Le Soudan est le troisième plus grand pays d’Afrique, et c’est une région où les administrations américaines successives ont investi d’importantes ressources diplomatiques et financières. Selon elle, l’administration Biden comprend que le type de violence que nous voyons actuellement au Soudan pourrait conduire à une catastrophe humanitaire et à l’instabilité dans la région pour les années à venir.

• Quels sont les principaux intérêts américains au Soudan ?

Rebecca Hamilton ne peux pas parler au nom de l’administration Biden, mais en général, la politique américaine a cherché à voir un Soudan démocratique et stable. Le problème est que la transition de la dictature à la démocratie ne se fait jamais du jour au lendemain, et pendant ce temps, il y a forcément de l’instabilité. La question qui se pose dans les années à venir est la suivante :

Comment les États-Unis et d’autres pays équilibrent-ils l’objectif de la démocratie avec l’objectif de la stabilité ?

Washington doit continuer à essayer d’obtenir le soutien des acteurs régionaux pour s’entendre sur la priorité et la nécessité d’arrêter la violence. Ils doivent investir dans la société civile soudanaise et écouter les gens quand ils disent qu’ils veulent rendre des comptes plutôt que de récompenser les criminels de guerre avec des positions de pouvoir.

La question ultime pour les États-Unis est de savoir s’ils feront ce qu’ils n’ont pas encore fait, c’est-à-dire rester solidaires des aspirations démocratiques du peuple soudanais même lorsqu’un règlement non démocratique apparaît comme le meilleur pari pour la stabilité.

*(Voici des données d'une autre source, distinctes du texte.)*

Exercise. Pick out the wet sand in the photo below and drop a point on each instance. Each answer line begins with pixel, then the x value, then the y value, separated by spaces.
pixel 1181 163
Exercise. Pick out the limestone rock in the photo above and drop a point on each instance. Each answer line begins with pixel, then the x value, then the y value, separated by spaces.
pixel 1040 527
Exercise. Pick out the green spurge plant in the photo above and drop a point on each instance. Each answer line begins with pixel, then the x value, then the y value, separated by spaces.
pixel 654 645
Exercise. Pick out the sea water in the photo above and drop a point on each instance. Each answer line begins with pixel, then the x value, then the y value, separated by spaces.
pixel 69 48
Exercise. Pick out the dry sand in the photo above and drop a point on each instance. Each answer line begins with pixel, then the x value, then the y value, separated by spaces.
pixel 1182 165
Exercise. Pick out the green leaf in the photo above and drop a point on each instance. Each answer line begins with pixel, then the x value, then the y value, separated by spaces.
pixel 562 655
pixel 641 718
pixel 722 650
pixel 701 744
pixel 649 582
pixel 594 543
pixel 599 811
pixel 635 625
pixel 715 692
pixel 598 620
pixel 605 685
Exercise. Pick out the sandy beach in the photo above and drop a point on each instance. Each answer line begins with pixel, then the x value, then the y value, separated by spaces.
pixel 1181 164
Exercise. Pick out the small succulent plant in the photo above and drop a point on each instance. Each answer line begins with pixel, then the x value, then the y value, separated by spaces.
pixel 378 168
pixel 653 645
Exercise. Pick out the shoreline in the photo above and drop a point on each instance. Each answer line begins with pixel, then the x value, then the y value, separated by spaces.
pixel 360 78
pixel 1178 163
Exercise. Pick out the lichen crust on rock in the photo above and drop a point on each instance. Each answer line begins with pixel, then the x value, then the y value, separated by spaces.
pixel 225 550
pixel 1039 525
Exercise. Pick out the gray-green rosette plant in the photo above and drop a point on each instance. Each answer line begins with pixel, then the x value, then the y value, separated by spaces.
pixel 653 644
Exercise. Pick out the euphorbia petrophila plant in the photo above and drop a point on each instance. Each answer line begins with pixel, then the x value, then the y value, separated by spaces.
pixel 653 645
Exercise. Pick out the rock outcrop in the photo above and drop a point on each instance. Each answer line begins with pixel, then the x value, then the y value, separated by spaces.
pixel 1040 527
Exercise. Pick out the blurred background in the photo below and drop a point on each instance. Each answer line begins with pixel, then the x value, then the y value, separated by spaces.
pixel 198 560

Alors que le monde est préoccupé par les tentatives de trouver une solution politique à la guerre actuelle au Soudan, en conjonction avec l’évacuation des ressortissants étrangers et l’accueil des Soudanais fuyant l’enfer du conflit militaire, des signes de grandes répercussions économiques se profilent à l’horizon pour l’Égypte et les pays voisins si la guerre se poursuivrait encore longtemps, et c’est ce contre quoi l’agence de notation de crédit « Moody’s » a mis en garde, s’attendant à un impact négatif sur le crédit des pays voisins.

Par ailleurs, cette guerre « fratricide » a de multiples répercussions politiques, sécuritaires, humanitaires et économiques qui nécessitent des politiques rationnelles pour y faire face.